In recent years, organizations have been caught off guard by economic volatility, unexpected political events, natural disasters, and disruptive innovations. In response, the authors note, executives are showing a new interest in scenario planning. Rather than tying their company’s future to a strategy geared to one set of events, executives are coming to the view that smart management benefits from a richer understanding of the present possibilities afforded from multiple views about possible futures.
Scenario planning came to prominence following World War II and gained recognition in the corporate world in the late 1960s and early 1970s. While several different approaches to scenario planning have emerged since then, this article focuses specifically on the Oxford scenario planning approach. Rather than taking a probabilistic stance (that is, making predictions in percentage terms or as best-case/worst-case
scenarios) or a normative stance (that is, envisioning what a future should look like), the Oxford scenario methodology is based on plausibility. By recognizing the part of uncertainty that is unpredictable and by actively exploring the sources of the turbulence and uncertainty, the goal is to iteratively and interactively generate new knowledge and insights to help organizations reperceive their circumstances.
During periods of turbulence, unpredictable uncertainty, novelty, and ambiguity (what the authors refer to as TUNA conditions), organizations frequently experience serious challenges that threaten existing value chains, communities, and even whole fields of endeavor. Such conditions can be unsettling and destabilizing on many different levels. A core feature in the Oxford scenario planning approach is making a distinction between the immediate business environment an organization inhabits (where business transactions take place) and the broader environment, or context, in which it operates.

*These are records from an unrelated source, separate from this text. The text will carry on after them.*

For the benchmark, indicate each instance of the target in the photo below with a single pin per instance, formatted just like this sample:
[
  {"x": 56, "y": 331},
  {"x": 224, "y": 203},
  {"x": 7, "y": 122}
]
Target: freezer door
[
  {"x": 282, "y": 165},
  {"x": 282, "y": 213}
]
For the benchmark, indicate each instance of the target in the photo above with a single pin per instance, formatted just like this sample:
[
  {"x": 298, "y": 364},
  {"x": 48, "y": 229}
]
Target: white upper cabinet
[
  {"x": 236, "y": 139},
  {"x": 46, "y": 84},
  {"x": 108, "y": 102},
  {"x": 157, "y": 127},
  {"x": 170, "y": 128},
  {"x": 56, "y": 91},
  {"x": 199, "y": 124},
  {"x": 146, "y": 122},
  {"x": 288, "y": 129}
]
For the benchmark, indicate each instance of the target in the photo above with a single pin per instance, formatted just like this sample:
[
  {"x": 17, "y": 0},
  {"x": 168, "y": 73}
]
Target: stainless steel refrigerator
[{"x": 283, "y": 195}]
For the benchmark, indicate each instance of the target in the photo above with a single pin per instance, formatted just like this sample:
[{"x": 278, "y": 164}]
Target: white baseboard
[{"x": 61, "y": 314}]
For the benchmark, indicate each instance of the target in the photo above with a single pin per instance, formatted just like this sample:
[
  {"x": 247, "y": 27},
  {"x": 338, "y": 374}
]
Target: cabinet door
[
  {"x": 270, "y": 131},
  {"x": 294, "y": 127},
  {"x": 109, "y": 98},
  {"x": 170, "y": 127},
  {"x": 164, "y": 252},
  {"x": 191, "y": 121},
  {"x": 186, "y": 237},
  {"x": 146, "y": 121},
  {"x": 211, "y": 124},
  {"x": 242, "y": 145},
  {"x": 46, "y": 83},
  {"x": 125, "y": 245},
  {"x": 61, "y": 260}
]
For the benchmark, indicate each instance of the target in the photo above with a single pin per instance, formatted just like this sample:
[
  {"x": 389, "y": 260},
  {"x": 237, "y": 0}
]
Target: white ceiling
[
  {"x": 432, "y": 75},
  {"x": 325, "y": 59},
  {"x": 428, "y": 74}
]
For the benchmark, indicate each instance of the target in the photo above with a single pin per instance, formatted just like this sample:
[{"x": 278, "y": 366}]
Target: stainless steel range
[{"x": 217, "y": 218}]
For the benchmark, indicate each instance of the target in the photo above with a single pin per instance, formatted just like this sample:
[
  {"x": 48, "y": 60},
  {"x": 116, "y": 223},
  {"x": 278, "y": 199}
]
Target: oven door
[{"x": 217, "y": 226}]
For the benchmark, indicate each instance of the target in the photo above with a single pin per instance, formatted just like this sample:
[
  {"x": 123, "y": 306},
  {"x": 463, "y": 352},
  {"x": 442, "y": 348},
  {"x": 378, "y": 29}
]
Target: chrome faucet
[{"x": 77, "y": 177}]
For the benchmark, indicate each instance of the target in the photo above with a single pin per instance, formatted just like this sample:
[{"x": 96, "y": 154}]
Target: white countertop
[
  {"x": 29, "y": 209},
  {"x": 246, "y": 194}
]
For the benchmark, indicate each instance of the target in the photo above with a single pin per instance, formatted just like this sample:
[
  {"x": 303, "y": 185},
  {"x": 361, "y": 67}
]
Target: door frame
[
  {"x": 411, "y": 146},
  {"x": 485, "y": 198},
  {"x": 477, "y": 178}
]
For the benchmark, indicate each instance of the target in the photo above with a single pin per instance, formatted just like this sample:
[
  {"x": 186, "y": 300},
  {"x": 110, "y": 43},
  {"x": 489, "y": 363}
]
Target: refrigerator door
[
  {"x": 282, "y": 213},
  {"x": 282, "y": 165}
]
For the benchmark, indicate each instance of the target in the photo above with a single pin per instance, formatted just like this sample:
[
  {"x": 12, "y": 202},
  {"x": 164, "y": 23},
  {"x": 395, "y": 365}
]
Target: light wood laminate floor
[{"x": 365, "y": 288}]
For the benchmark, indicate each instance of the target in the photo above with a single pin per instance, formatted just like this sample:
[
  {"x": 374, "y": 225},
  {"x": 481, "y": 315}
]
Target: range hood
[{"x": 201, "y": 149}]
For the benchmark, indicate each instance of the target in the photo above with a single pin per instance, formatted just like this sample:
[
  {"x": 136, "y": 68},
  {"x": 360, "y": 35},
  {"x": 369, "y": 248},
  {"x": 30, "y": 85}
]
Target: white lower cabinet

Different organizations go about scenario planning in different ways — there is no cookie-cutter methodology, the authors write. This article examines two cases. The first case involves Rolls-Royce plc, a leading supplier of power systems for aircraft and the marine and energy markets; the second case looks at the Royal Society of Chemistry, a London, U.K.-based international organization involved in advancing the field of chemical sciences. In addition to showing how these organizations used scenario planning, the authors discuss the challenges and opportunities of scenario planning more broadly.